# 4-13-2018



## tangerinegreen555 (Apr 12, 2018)

Occasional weirdness, lasts a couple minutes.


----------



## sunni (Apr 13, 2018)

Could just be updates or server I’ll keep watch


----------



## farmerfischer (Apr 17, 2018)

@sunni is the new member DREGER a bot program?.. his activity to me is suspicious.. could you look into this possibly?


----------



## farmerfischer (Apr 17, 2018)

Doesn't matter where .. but as soon as "it's" name comes up he's there liking posts and replies with screen shots ..


----------



## vostok (Apr 21, 2018)

sunni said:


> Could just be updates or server I’ll keep watch


it would be nice to know whats happening to access and indeed the site in general

thanks


----------



## sunni (Apr 21, 2018)

vostok said:


> it would be nice to know whats happening to access and indeed the site in general
> 
> thanks


I have no information I just let the owner know when it goes down 
He doesn’t report back what’s happening even though I’ve asked


----------



## tangerinegreen555 (Apr 21, 2018)

vostok said:


> it would be nice to know whats happening to access and indeed the site in general
> 
> thanks


Lol.

I was just going to ask you that .


----------



## BarnBuster (Apr 22, 2018)

problem with searches. "your content" not working either


----------



## sunni (Apr 22, 2018)

BarnBuster said:


> problem with searches. "your content" not working either
> 
> View attachment 4125458


Thanks


----------



## sunni (Apr 22, 2018)

Looks like a cord was super fucked up and was the issue 
Like completely corroded and shit


----------



## SoCal Calyx (Apr 23, 2018)

I'm still having issues with the search function...just me?


----------



## blake9999 (Apr 23, 2018)

SoCal Calyx said:


> I'm still having issues with the search function...just me?

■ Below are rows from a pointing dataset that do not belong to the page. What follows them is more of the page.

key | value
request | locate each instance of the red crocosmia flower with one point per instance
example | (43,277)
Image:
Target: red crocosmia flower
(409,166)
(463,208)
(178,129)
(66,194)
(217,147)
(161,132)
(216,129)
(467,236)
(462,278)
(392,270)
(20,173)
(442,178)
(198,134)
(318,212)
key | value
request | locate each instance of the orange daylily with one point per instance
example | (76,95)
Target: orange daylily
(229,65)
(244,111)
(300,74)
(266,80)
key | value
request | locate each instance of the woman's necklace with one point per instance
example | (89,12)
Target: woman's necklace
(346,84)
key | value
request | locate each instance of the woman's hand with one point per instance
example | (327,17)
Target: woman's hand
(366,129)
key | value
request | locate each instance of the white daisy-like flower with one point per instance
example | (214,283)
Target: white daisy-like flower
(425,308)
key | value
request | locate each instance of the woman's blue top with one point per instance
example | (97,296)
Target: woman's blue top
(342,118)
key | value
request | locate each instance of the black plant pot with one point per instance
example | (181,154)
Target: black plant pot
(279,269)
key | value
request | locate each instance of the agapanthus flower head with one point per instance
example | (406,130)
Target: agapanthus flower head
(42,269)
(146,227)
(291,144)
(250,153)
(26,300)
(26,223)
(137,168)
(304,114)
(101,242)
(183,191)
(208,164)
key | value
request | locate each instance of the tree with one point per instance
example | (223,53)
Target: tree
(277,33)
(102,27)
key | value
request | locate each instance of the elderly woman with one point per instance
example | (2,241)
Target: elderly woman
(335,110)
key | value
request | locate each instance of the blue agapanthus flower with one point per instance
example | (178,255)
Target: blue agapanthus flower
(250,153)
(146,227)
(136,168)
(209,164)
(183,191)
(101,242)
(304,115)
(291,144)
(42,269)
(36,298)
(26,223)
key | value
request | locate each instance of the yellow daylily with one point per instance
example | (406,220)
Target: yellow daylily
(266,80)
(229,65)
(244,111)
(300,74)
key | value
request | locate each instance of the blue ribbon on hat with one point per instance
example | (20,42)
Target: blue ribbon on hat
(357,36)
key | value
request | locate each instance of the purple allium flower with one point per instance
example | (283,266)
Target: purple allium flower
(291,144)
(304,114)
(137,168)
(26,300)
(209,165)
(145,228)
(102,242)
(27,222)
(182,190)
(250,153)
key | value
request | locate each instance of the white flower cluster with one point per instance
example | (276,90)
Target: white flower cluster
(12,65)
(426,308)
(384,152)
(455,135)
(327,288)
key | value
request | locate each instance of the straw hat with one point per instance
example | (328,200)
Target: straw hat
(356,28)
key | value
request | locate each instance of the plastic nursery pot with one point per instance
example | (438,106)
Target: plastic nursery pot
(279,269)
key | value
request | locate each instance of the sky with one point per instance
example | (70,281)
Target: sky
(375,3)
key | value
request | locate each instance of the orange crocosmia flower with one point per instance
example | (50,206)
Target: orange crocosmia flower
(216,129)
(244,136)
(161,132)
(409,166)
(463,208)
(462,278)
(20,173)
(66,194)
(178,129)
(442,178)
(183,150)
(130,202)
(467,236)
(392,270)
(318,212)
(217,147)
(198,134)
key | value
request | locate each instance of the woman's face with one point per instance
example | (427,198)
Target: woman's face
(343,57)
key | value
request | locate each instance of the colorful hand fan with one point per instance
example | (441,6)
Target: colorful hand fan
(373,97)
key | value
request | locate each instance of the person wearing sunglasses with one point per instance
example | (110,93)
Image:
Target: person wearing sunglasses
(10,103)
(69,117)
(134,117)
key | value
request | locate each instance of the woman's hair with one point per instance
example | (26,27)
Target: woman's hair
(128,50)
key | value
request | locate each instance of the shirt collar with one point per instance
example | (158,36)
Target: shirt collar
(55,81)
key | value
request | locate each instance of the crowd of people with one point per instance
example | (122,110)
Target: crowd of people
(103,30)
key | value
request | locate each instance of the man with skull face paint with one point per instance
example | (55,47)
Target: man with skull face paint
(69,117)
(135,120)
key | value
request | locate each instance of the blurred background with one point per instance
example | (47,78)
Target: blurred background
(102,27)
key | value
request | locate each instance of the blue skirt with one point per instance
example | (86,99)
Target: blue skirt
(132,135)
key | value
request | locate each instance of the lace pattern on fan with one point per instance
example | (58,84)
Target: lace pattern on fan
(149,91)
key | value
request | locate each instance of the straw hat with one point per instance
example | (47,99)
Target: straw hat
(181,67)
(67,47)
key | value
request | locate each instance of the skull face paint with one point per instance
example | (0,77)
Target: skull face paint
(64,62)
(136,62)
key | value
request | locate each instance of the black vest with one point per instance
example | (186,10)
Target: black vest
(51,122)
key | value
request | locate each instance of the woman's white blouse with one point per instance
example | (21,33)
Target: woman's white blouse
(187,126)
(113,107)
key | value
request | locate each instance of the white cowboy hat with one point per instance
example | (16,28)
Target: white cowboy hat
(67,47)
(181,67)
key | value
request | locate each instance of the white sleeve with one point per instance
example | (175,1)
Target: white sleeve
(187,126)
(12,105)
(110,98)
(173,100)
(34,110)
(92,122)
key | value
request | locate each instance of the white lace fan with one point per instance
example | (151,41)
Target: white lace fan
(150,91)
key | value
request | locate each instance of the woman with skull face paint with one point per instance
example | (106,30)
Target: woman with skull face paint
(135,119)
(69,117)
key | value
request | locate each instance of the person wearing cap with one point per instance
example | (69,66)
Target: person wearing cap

Not just you, it's everybody.


----------



## farmerfischer (Apr 25, 2018)

So is the server fixed ? Is the site going to be on & offline like this all the time, is this something I should just expect from this site? I've been a member for three years here and it seems this happens all the time..


----------



## sunni (Apr 27, 2018)

farmerfischer said:


> So is the server fixed ? Is the site going to be on & offline like this all the time, is this something I should just expect from this site? I've been a member for three years here and it seems this happens all the time..


Shit happens that’s life 
Sometimes things are out of our control


----------



## farmerfischer (Apr 27, 2018)

sunni said:


> Shit happens that’s life
> Sometimes things are out of our control


Thanks for the insightful response..


----------



## OldMedUser (Apr 28, 2018)

farmerfischer said:


> So is the server fixed ? Is the site going to be on & offline like this all the time, is this something I should just expect from this site? I've been a member for three years here and it seems this happens all the time..


I've been a member here longer than that and never seen this happen until just recently. Lots of other things to do on the web or around the house while a site is down for a bit.

If your whole life revolves around RIU only it's time to expand your horizons. 

Much ado about nothing.


----------